DIY Geometric Pegboard Tutorial

When Ryan and I moved into our new apartment, we saw it was lacking kitchen storage, but couldn’t let that stop us from signing a lease on an otherwise great place.

As a solution to our storage problem, I finally got to set up a pegboard! It’s been a dream of mine to have a pegboard. I know, I fantasize about the weirdest things for my apartment. I immediately knew it had to have some gold or copper and geometric print, of course. Since I didn’t want to spend a lot of time, I decided to go with a simple geometric triangle pattern.

DIY Geometric Pegboard

The entire pegboard cost around $15, including the paint and mounting supplies.
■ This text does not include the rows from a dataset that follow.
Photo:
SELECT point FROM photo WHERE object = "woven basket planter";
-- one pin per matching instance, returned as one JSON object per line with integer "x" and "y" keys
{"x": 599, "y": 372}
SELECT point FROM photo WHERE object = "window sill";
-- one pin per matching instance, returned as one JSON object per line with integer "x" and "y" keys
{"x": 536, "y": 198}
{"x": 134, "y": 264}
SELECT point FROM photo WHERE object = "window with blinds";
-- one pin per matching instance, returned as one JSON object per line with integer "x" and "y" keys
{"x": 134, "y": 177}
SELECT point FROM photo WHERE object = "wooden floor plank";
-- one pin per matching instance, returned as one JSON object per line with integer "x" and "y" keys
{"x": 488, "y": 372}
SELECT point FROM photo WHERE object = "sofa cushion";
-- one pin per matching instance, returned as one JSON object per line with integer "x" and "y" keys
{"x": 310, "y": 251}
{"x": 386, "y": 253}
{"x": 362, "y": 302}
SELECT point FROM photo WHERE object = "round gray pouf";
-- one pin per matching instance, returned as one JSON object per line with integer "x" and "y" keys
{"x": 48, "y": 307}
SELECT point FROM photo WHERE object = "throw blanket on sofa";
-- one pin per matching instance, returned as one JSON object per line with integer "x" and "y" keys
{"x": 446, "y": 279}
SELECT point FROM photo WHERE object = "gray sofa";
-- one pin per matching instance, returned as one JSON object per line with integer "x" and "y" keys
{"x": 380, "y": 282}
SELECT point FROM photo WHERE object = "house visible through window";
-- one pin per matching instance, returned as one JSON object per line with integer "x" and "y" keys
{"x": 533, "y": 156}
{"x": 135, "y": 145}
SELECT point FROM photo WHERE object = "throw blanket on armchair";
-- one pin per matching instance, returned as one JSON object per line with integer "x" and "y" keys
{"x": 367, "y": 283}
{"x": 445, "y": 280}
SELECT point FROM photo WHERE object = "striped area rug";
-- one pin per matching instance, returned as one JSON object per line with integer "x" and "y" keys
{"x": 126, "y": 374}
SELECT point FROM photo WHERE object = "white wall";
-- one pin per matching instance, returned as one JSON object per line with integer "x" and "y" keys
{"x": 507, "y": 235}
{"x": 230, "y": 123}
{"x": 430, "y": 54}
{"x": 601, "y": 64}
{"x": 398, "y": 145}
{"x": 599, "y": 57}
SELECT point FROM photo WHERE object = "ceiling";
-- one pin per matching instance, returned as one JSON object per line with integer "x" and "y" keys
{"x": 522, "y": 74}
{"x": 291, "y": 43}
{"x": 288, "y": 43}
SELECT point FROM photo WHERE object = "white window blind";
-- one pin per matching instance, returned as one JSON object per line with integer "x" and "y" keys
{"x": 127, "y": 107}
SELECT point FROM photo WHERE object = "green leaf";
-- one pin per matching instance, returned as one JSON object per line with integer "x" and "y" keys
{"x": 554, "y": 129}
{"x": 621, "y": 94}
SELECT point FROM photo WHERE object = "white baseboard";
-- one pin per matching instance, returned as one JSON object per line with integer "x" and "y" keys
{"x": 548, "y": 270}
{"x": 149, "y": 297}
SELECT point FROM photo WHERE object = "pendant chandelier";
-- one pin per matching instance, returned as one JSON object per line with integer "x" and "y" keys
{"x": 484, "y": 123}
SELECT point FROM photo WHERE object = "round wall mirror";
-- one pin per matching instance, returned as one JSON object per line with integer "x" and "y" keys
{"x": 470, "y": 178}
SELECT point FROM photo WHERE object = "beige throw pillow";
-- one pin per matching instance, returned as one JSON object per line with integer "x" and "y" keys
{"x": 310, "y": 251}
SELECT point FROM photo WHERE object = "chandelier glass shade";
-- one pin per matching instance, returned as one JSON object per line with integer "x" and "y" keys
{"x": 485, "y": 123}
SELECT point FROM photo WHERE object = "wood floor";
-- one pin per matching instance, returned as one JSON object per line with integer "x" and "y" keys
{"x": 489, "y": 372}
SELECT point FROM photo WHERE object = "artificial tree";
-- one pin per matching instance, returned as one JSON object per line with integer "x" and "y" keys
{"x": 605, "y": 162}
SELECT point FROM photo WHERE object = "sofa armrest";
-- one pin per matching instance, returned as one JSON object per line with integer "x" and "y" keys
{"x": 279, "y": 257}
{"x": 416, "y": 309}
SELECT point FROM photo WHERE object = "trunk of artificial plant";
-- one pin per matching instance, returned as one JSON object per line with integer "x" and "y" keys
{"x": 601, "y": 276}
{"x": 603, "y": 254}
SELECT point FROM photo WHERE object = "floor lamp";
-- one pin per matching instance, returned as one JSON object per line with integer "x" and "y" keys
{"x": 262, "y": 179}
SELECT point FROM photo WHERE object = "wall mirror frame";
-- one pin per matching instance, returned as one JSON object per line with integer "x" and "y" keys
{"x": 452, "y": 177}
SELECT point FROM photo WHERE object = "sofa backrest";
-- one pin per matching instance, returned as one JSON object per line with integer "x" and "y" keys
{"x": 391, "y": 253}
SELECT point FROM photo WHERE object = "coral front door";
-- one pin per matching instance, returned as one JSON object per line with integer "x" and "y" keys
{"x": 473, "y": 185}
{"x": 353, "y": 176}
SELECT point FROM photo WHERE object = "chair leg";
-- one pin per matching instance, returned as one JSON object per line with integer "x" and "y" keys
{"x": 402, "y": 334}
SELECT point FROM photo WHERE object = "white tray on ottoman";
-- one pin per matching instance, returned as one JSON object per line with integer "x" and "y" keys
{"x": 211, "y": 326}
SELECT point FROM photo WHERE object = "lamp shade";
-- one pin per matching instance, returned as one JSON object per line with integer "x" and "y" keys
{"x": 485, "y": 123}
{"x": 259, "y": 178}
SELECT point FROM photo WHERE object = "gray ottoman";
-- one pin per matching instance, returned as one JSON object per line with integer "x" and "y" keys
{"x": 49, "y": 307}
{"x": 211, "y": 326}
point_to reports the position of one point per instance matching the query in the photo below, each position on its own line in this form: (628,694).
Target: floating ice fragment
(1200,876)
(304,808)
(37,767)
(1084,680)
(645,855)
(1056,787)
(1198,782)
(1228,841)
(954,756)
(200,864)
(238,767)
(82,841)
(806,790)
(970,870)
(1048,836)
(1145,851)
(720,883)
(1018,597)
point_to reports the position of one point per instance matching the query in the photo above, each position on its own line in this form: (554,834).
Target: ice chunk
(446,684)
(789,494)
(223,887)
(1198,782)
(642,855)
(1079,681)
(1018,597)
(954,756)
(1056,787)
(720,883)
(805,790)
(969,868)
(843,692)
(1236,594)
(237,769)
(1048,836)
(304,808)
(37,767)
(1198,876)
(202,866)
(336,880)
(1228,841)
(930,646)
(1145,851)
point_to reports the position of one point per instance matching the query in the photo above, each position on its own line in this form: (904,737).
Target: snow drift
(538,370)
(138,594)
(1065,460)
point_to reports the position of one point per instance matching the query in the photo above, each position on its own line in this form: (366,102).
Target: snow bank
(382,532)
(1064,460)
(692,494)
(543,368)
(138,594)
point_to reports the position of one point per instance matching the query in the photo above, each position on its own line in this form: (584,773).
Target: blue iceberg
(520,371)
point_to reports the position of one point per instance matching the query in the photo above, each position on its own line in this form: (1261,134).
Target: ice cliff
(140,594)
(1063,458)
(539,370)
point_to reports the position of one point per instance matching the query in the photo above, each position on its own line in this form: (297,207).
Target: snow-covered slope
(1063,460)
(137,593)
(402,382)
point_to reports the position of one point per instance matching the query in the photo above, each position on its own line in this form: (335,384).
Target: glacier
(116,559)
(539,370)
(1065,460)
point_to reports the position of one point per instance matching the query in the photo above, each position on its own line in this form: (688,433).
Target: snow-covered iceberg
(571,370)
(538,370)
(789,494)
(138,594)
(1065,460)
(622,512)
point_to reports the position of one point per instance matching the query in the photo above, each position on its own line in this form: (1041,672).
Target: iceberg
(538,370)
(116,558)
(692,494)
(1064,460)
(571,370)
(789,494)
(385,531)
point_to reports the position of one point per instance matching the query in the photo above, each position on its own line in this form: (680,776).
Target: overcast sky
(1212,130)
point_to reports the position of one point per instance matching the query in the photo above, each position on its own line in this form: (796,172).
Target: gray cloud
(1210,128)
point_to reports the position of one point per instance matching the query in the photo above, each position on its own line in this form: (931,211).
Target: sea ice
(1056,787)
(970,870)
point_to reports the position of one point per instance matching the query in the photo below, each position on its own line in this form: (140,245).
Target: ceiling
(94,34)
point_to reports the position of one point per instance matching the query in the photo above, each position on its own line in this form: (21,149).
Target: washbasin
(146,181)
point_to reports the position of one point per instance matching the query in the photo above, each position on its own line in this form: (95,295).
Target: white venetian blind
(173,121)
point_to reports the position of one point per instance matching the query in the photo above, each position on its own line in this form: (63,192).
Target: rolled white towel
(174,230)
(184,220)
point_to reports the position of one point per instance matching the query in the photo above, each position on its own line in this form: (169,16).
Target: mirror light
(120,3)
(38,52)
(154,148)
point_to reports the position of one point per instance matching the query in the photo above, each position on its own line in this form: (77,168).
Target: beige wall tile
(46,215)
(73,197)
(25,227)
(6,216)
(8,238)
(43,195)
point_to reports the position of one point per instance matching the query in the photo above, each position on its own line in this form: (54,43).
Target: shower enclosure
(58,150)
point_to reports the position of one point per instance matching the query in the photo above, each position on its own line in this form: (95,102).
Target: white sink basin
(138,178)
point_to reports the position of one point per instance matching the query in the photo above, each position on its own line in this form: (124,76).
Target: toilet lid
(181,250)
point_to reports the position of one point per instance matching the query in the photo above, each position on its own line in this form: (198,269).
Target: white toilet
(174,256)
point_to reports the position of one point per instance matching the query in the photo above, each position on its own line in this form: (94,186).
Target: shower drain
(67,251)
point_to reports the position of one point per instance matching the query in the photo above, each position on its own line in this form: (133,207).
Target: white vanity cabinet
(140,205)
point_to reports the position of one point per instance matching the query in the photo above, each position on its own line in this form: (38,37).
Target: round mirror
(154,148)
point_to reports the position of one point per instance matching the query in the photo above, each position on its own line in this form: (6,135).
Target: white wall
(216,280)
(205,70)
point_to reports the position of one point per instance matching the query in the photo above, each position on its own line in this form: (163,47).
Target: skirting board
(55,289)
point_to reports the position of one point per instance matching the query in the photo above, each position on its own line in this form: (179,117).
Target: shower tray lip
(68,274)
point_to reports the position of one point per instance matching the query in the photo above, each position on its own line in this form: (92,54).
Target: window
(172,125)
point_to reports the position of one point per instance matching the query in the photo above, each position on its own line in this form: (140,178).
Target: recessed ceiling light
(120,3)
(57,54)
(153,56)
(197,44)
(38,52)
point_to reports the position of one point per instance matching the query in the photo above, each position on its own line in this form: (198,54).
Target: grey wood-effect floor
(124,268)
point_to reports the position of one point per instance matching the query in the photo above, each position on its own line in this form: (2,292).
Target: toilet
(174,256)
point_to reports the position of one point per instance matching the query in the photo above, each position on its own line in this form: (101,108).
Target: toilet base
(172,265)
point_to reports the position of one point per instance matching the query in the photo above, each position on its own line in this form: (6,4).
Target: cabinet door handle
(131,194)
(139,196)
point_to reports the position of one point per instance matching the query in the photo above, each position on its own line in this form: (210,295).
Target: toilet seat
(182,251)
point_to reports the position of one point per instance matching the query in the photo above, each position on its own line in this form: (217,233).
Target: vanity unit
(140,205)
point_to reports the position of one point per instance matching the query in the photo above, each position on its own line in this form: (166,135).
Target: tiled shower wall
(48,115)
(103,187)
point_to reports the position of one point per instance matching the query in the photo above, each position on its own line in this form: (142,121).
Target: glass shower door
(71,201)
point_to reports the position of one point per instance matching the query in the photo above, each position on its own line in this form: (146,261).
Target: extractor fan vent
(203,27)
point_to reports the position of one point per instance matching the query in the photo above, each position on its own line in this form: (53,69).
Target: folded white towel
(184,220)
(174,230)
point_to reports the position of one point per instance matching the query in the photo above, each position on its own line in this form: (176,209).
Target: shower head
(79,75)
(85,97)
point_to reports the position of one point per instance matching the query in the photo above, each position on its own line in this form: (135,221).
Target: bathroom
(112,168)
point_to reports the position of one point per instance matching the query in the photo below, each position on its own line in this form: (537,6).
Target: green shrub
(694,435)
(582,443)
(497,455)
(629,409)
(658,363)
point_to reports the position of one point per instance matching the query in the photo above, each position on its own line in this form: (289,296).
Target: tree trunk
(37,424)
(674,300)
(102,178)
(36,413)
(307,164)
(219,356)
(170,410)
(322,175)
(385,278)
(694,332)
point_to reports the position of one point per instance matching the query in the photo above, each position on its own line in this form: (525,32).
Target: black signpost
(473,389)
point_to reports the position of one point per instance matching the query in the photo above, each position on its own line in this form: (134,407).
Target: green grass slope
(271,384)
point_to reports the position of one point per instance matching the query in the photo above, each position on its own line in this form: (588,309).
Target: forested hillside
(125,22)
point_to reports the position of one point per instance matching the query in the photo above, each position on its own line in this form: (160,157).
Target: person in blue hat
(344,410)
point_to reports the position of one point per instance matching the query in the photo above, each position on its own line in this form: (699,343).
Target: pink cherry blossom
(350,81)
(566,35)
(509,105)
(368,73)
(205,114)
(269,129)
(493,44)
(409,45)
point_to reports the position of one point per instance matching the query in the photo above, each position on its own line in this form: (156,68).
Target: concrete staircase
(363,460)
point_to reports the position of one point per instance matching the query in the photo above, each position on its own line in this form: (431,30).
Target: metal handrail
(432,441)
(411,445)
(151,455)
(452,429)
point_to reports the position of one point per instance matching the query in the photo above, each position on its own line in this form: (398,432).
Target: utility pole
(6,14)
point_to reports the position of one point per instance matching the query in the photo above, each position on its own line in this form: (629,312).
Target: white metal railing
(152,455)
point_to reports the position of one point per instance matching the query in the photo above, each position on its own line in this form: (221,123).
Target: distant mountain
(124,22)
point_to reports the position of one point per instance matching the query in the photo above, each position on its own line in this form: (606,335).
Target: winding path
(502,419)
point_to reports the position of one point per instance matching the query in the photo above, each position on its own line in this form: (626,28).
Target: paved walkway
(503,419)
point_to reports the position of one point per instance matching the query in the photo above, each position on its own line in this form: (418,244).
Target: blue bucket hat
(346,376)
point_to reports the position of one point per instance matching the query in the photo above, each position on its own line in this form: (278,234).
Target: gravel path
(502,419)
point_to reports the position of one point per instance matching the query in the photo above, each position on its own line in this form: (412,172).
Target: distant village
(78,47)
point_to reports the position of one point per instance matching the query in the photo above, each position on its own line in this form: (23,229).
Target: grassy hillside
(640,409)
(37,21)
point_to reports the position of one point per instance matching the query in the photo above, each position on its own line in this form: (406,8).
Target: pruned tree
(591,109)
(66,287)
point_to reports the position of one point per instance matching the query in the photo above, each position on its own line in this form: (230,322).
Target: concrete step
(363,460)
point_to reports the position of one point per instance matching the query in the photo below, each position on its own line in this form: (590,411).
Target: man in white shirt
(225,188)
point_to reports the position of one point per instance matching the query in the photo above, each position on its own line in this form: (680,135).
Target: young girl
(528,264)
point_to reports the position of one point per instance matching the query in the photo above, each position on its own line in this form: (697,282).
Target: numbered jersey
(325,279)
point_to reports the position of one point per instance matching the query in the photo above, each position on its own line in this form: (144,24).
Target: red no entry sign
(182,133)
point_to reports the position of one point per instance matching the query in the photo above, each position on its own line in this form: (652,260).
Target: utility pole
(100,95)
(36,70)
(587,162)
I guess most pegboards are a bit more expensive, but we bought ours used at a local hardware store, so we got them for $5. They were a bit banged up, but mostly just dirty, so I gave them a fresh coat of white paint.

Peg Board-11

If you decided to do this tutorial, or any pattern on a white pegboard, I recommend giving it a base coat of paint. A coat white paint (I used some leftover semi-gloss) makes it much more vibrant.

You will need:
-two pegboard panels
-white paint (I used some leftover semi-gloss)
-paint brush
-spray paint (I used Copper Rust-Oleum)
-painter’s tape
-drop cloth
-triangle stencil (see instructions below for making your own)
-two pieces of 1-inch bracing wood, the length of your board
-mounting screws with anchors
-nails

For Triangle Stencil
-x-acto knife/box cutter
-cardboard
-pencil
-paper
-scissors
-ruler

To Make the Stencil

Fold a piece of paper in half, lengthwise and draw a few half-triangles on the crease. I used a ruler to help with creating straight lines.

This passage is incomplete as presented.